In the play The Crucible, John Proctor faces several inner conflicts. Proctor's internal turmoil is created by the actual events of the story, but much of the play's drama springs directly from Proctor's moral anguish and in his conflicted spiritual state:
...a central theme of the play is certainly Proctor’s search for his soul.
The most important conflict for Proctor, in the end, is the choice between life and death. This choice is identical to his choice between maintaining his integrity or succumbing to the prosecution and offering a confession that would damn the others who were accused of witchcraft.
If Proctor chooses to falsely (and publically) confess to witchcraft, he will be allowed to live and to see his children grow up. If he chooses not to confess, placing his moral integrity above the value of his own life, he will be put to death.
He makes the choice that costs him his life but restores his soul.
The moment of this decision is the climax of the play.

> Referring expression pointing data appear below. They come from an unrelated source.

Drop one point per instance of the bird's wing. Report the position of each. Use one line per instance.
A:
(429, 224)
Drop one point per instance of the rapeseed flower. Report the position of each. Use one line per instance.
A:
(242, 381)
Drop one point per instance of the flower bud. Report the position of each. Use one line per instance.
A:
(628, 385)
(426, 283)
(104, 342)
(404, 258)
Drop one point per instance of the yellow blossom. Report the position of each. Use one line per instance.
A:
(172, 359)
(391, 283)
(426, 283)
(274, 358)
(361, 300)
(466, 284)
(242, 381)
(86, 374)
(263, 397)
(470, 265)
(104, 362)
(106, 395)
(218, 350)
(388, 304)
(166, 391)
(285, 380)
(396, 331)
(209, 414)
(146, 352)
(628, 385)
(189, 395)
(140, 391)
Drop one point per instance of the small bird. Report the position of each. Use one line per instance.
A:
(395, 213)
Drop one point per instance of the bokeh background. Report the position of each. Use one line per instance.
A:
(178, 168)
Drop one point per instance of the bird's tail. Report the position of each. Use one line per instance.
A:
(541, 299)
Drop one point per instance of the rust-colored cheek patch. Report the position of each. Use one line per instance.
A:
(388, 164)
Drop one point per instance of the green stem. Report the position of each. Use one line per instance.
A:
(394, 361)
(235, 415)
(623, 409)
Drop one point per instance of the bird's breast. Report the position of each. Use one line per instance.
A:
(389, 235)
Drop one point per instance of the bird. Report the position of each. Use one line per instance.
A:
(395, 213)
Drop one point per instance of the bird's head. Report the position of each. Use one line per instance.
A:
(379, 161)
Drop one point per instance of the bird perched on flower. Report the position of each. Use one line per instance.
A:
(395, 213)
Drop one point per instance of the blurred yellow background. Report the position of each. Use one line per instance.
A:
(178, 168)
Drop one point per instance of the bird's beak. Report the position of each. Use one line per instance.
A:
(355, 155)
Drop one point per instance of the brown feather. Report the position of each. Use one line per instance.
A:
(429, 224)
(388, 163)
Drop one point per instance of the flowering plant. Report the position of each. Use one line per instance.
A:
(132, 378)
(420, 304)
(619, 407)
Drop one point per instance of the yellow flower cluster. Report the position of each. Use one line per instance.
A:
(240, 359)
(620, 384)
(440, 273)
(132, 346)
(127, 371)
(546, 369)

Proctor's other inner conflicts relate to Abby and Elizabeth as he must decide how to deal with each of them. His feelings for both of them have led him to a state of conflict, though during the play this conflict is largely one of self-restraint wherein Proctor is challenged to determine how much patience he must have with Elizabeth and whether or not he can publically admit to his affair with Abigail.
These are significant conflicts in the play, but they are not as central as the final decision that will determine Proctor's ultimate moral standing.